La jeune femme s’approcha doucement du brun pour poser doucement sa main sur son dos. Simple contact pour marquer son soutien et ses regrets sincères, elle qui n’avait rien vu venir mais qui n’avait jamais eu aucun moyen de prévoir tout ceci. « J’suis désolée Tybalt. » finit-elle par dire le plus platement du monde. Elle lui laisse quelques secondes à son tour pour se ressaisir et comprendre qu’elle n’est pas l’ennemie avant de reprendre, toujours très calme et autrement sérieuse – les fois où elle lui avait parlé de cette manière se comptaient sur les doigts d’une main. « Ca fait combien de temps que tu l’as pas vue ? » se risqua à demander la jeune fille, prête à rebrousser automatiquement chemin dans le cas où la goule n’était pas prête à aller plus loin dans le sujet.

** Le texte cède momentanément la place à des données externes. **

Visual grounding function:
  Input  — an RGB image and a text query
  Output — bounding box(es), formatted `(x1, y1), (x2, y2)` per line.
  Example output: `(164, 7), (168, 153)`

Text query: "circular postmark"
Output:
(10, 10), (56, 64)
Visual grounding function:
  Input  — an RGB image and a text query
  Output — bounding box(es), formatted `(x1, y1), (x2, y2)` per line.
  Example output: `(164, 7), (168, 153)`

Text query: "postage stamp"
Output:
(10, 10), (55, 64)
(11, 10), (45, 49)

Sa mémoire lui rappela quelques bribes que Tybalt avait nerveusement lâchés dans le flot de ses paroles. « Et comment ça, un espèce de libraire bizarre qui t’aide ? Pourquoi est-ce que la police ne fait rien ? C’est débile, tu ferais pas de mal à une mouche, ils peuvent pas t’accuser de quoi que ce soit, ils ont pas de preuve et tu n’as rien à te reprocher. » Joe ne lui disait pas ça pour lui faire plaisir, au contraire elle croyait très fortement à l’innocence de son ami. Pas besoin qu’il lui raconte ce qu’il avait fait de ses dernières journées, elle le connaissait trop pour le représenter en sociopathe prêt à s’en prendre à une fille qu’il aimait – ça, c’était clair comme de l’eau de roche et c’était ce qui rendait cette théorie surréaliste.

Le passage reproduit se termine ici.